Economists still disavow
The hope that those wishin'
To find a position
Will likely be getting one now.
The stock market's rate of return
Is based on what companies earn.
As long as it's more,
On the stock exchange floor,
Employment's of little concern.
The Dow Jones Industrial Average reached a new high yesterday, ignoring continued low growth and policy paralysis in the US. The Dow closed at 14,254, passing its previous high of 14,164.52 in October 2007. The stock market's remarkable recovery, in the face of a tepid comeback in the real economy, appears to reflect both a surge in US corporate profits and the Fed's quantitative easing programs, which have lowered the rates of return on "safe" investments such as bonds, and thus driven investors into riskier assets such as stocks.

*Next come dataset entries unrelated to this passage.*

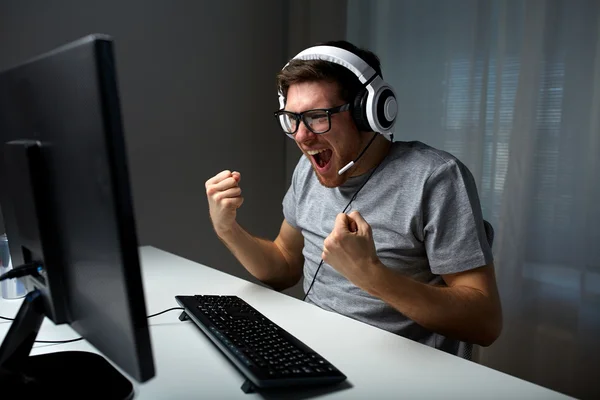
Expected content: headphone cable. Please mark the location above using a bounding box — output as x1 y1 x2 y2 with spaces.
303 132 384 301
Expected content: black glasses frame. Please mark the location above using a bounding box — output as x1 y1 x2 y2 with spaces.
274 103 351 135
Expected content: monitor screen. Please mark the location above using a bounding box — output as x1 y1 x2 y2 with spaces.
0 34 155 397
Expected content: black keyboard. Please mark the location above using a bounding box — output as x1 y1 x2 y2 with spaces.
174 295 347 392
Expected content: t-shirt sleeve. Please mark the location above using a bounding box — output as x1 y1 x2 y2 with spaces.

As shown in the graphic at right, the market's recovery is also not good news for the job market, which is stuck at around 8% unemployment, and has not regained the mid-level-wage jobs lost in the mini-depression. It is on the high and low ends of the wage scale that any rehiring is occurring. There is an unpleasant, but inescapable sense in which the bad employment figures have actually contributed to, rather than detracted from corporate profits. Companies have been able to achieve higher productivity with fewer workers, and the high unemployment rate has held down wages, i.e., labor cost.